Purpose: What is the purpose of the publication? Is it to inform or persuade? Is it biased? Does it provide more than one point of view? Does a bias diminish the usability or credibility?
Author: Are the author’s credentials, such as educational background, occupation, affiliation or position listed? Many resources do not have one author as they are published by a group of authors, an organization or even a government body. If so, are they or the entity they represent specialists in the subject area?
Audience: Who is the targeted audience? Is it the general public, academic community, scientific community or is it specialists in a particular field?

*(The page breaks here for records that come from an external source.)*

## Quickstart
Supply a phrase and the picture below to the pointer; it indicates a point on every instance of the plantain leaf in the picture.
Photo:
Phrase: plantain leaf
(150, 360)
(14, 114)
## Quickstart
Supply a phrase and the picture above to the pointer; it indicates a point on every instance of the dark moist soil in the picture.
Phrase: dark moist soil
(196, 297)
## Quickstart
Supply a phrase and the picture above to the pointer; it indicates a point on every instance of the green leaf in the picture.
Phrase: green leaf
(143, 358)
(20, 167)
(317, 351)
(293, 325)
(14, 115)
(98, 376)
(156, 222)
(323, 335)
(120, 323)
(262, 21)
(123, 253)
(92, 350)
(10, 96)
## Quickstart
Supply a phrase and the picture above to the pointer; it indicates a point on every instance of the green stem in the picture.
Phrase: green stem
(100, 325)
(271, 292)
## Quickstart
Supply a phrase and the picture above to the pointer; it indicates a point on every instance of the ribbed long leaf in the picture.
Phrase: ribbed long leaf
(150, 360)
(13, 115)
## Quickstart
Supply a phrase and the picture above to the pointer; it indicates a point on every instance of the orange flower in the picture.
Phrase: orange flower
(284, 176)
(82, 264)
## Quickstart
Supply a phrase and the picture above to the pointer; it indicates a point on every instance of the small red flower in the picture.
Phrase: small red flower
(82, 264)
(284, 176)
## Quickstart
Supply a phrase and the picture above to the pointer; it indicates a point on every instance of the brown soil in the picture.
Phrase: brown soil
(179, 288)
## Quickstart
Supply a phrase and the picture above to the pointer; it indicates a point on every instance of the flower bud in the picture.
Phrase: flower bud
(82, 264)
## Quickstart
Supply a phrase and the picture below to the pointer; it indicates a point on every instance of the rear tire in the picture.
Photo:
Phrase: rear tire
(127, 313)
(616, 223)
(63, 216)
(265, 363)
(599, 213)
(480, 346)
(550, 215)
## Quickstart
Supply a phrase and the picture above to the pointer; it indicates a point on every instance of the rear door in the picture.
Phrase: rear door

Language: Is the language scholarly or general? Is it geared toward the layperson or someone with knowledge in the field? Does it include terminology or acronyms specific to an industry?
Documentation: Does the work include bibliographies or references, charts, graphs or other evidence that supports the research presented?
Currency: Is it important that your sources include the latest findings or does your topic permit or require historical research?
Look for the purpose of the website. Is it to explain, inform, entertain, advertise, advocate, deceive or even joke? Is there an about section or mission statement? Can you determine the intended audience?
Look for the author or sponsoring entity (person, group or organization). Is the author or sponsoring entity clearly identified? Are credentials listed which validate the author’s expertise?
Look for the top-level domain (the last part of the URL) for a hint about who is publishing the website. The domain creates distinctions between types of websites. They do not, however, assure reliability and credibility.